Калашников снова вздохнул.
– Аннус…Видишь ли, Аннус…
Бездельники всхохотнули, Калашников хлопнул ладонью по столу, прекращая веселье:
– Тихо, а то выгоню.
Снова вздохнув, он воззрился на стажера:
– Как, говоришь, тебя зовут?
– Аннус. Аннус Джонс. Родился в Ботсване. Буду газетный репортёра.
– Это я понял из твоих бумажек. Это всё ладно. Видишь, какое дело, твоё имя не совсем приемлемо для русского языка. Тебе твои сокурсники намёки не делали?

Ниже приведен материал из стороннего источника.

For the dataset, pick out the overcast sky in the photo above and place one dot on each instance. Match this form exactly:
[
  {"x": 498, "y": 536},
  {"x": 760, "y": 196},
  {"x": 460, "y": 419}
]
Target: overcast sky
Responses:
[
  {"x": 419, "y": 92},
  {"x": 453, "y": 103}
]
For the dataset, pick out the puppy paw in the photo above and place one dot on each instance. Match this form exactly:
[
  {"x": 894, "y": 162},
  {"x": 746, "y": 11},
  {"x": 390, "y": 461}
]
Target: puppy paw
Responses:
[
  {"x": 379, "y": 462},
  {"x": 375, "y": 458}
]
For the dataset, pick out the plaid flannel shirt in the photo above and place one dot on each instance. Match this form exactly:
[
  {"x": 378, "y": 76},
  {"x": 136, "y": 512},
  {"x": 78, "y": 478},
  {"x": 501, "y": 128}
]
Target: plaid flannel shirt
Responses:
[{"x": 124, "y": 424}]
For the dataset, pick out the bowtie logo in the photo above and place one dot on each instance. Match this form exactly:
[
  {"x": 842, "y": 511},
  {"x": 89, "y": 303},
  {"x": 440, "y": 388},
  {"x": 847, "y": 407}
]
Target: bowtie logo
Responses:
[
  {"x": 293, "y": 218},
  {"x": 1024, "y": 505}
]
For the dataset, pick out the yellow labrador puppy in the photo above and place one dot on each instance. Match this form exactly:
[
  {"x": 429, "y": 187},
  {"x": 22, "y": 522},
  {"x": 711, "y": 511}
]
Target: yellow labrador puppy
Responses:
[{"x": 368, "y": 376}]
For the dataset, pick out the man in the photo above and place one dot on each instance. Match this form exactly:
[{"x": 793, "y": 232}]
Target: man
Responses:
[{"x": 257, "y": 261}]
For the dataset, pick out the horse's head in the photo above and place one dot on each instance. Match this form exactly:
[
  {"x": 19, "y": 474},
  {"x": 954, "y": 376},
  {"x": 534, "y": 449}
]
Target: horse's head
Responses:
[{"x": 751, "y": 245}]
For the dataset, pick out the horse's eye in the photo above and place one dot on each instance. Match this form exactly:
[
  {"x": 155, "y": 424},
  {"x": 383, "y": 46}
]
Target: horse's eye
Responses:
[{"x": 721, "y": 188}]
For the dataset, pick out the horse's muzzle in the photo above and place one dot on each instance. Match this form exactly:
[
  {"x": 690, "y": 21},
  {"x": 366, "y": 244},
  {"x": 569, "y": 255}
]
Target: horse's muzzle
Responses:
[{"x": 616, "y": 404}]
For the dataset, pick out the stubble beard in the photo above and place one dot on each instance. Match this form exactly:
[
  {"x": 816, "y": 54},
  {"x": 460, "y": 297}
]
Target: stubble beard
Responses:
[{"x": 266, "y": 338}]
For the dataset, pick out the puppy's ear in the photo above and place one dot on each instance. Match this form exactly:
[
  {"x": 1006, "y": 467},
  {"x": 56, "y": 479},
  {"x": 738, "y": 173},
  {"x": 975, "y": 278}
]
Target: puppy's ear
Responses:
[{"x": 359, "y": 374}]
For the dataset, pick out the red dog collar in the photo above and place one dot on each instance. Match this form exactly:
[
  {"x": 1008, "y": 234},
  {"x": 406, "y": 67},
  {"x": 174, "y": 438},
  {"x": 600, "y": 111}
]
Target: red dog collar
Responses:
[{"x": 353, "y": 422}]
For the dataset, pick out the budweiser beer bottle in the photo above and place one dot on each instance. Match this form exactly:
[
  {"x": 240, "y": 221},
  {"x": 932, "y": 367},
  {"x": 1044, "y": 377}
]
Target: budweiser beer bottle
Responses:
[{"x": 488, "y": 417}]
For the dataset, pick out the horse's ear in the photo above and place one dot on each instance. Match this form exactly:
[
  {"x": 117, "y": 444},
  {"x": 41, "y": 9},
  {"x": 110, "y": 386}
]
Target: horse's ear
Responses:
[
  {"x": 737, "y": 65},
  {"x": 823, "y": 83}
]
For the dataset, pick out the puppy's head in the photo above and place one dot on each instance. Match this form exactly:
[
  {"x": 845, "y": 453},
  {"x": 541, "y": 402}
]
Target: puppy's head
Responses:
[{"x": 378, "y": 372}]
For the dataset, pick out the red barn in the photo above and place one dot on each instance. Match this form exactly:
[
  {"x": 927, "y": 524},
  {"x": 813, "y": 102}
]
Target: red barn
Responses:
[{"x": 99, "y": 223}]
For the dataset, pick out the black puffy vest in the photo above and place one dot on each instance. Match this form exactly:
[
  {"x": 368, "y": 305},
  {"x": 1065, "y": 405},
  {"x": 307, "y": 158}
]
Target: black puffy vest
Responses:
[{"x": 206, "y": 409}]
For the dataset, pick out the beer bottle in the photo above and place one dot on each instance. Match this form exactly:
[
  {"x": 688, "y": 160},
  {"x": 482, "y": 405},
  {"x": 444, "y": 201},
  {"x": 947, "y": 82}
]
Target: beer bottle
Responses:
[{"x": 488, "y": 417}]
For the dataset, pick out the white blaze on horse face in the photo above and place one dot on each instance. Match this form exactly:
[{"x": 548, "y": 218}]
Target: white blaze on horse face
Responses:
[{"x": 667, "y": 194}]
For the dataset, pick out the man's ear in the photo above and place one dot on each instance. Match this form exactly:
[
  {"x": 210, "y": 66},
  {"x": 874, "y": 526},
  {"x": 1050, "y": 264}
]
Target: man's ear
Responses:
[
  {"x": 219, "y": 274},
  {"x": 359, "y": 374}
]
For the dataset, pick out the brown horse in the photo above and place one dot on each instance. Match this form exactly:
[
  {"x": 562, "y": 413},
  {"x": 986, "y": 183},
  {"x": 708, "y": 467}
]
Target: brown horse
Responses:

– Меня звали Ан, – моргая ресницами, сказал стажёр. – Я всем говориль –Ан Джонс.
– Это другое дело, Ан.
– Ан-148, – подсказал один из пишущей братии, сидящей на стульях вокруг стола и пускающей сигаретный дым.
Стажёр стоял, переминаясь.
– Да, – согласился Калашников. – Ан, конечно, хорошо, но ты же не самолёт, – Калашников посмеялся своей не смешной шутке. – Давай, мы тебя будем звать, ну, между собой, Анисим. Аннус – Ан – Анисим. А? Хорошее имя?
– Хорошее, – покорно согласился стажёр. – Аннус – плохо, Анисим – хорошо.
– Правильно! – обрадовался редактор, а новонаречённый Анисим обнажил в улыбке белоснежные зубы, чем совершенно покорил Калашникова.
– Да, – Калашников обозрел своих редакционных архаров. – К кому его прикрепим?
Архары заскучали – возиться с молодым стажёром никому не улыбалось – стажёры вечно лезут не в своё дело, надоедают вопросами и, вообще, мешают спокойной размеренной жизни.
– Отдайте его Серафиму, – хмыкнул Воскутков. – Анисим и Серафим – благозвучное сочетание получается.
Все гадливо заулыбались, в том числе и Калашников – редакция уже второй год обсуждала на все лады негласную войну между штатным репортёром газеты Сергеем Бянко и заместителем главного редактора Владимиром Ивановичем Воскутковым.
– Хорошо, пусть будет так, – подытожил Калашников. Посмотрев на стажёра, сказал. – Кадровик тебя оформит с сегодняшнего дня, пока походи, осмотрись, скоро появится Бянко, будешь выполнять его задания, постигать науку журналистики на практике!
Как раз в это время в редакционный зал пришёл Сергей. Он бухнул сумку на свой чистый стол, устало сел в маленький катающийся стульчик с гнутой спинкой и незряче уставился перед собой. Писать про отца Боуна и его придурков было в напряг.
К нему весело подскакал Фруев – сорокалетний мужичок с длинными волосами, неопрятный и пахнущий чесноком. Его все терпели через силу, но Фруев был отменный писака, и Калашников не помышлял о расставании с этим бомжеподобным товарищем.
– Хочешь, обрадую? – спросил Фруев.
– Ну?
– Тебе подкинули стажёра.
– А-а.
– Знаешь, как зовут?
– Как?
– Анус.
– Слушай, Фруев, твои плоские шутки уже вот где. Мне эти анусы сегодня за день без тебя надоели, во как!